Il culto del successo, proprio del capitalismo neoliberale, è un fenomeno americano e il marketing da salotto, con i suoi inglesismi e le sue formule a effetto simili a quelle dei film Blockbuster, fa da apripista per diffondere e radicare l’ideologia della performance sul resto del mondo. Il proliferare di tutte queste formule del successo, di tutti questi metodi per guadagnare soldi facilmente, di tutti questi “mental coach” che dispensano monologhi motivazionali sulla vita, sul lavoro, sui rapporti umani, sullo spirito imprenditoriale, su come scalare il business velocemente o su come sviluppare un mindset vincente, testimonia in che misura questo indottrinamento culturale abbia inquinato il nostro modo di interpretare il concetto di realizzazione personale e di successo.

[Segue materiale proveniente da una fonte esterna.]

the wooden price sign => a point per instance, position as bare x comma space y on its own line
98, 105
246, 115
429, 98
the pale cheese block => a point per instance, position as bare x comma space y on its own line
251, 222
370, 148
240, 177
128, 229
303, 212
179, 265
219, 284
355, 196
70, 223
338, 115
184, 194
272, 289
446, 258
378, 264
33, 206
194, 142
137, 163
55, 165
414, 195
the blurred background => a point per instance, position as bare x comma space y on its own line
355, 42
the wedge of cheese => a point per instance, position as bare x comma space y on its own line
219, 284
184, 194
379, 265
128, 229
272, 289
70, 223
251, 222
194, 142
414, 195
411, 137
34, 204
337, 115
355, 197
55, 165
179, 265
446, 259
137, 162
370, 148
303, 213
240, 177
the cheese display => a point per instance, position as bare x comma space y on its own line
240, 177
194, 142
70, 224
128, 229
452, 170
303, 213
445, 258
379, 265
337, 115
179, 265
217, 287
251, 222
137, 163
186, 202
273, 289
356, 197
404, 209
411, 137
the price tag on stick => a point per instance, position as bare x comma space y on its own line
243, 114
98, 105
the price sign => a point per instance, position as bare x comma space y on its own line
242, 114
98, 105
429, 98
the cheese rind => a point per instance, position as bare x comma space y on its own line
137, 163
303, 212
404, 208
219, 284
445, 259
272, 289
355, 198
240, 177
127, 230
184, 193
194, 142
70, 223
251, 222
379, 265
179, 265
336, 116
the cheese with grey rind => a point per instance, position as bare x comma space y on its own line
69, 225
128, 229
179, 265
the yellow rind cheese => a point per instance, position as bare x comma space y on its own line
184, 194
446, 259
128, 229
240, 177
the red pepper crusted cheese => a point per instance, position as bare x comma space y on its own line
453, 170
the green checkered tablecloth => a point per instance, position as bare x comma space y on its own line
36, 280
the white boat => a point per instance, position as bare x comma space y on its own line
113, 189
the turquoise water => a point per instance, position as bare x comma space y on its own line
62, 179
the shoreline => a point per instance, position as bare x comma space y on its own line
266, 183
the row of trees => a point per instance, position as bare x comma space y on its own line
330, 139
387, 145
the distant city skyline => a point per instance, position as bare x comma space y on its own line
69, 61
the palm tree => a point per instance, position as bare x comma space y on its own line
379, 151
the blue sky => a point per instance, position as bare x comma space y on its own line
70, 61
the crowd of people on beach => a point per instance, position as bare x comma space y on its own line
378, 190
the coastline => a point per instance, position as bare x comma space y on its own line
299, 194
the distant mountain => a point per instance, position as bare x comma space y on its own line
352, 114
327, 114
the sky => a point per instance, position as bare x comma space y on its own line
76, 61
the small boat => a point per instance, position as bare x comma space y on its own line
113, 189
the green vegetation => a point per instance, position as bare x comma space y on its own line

Troppe persone hanno interiorizzato questa ideologia e danno per scontato che chiunque debba nutrire una lunga lista di aspirazioni e aspettative sul proprio percorso professionale. Ciò si traduce nella sempre più diffusa convinzione che ciò che si fa, se non viene considerato più stimolante e interessante del resto agli occhi della società, possa risultare addirittura noioso e indesiderabile. Ma non sempre ciò che si desidera è ciò di cui si ha realmente bisogno: ciò che vogliamo infatti è spesso una diretta conseguenza degli imperativi che la sfera sociale ci impone (aspira al massimo grado di libertà, pretendi sempre il massimo da ogni esperienza, rendi qualsiasi aspetto della vita interessante, e così via), mentre per capire ciò di cui abbiamo realmente bisogno per stare bene serve una riflessione quotidiana che ci faccia maturare quelle consapevolezze da cui derivano poi scelte in linea con le proprie autentiche necessità.

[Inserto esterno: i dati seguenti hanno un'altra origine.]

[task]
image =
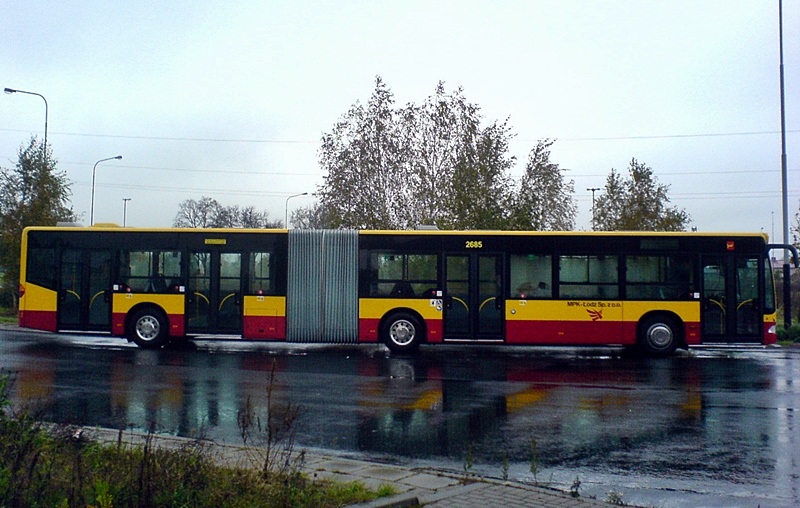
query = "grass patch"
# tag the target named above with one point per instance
(56, 466)
(789, 335)
(8, 316)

In questi termini, l’ossessione per la positività e per la felicità personale da ottenere a qualsiasi costo assume un ruolo centrale: essa fissa una meta ideale e finisce per oscurare l’importanza del percorso, alle volte lungo e faticoso, che in linea di principio la meta stessa implica. Idealizzare questo tipo di mete spesso comporta il non considerare tutto il resto che si limita ad accadere a lato. Fino a quando fonderemo il nostro percorso e la nostra realizzazione professionale su propositi controproducenti, che poco hanno a che fare con le nostre necessità più autentiche e che molto spesso ci vengono inculcati da un sistema incentrato sulla performance, sul culto del successo e sulla diffusione di stereotipi che spesso alimentano desideri vaghi e privi di concretezza, però, non sapremo mai veramente come prenderci cura di noi stessi e di conseguenza vivere bene.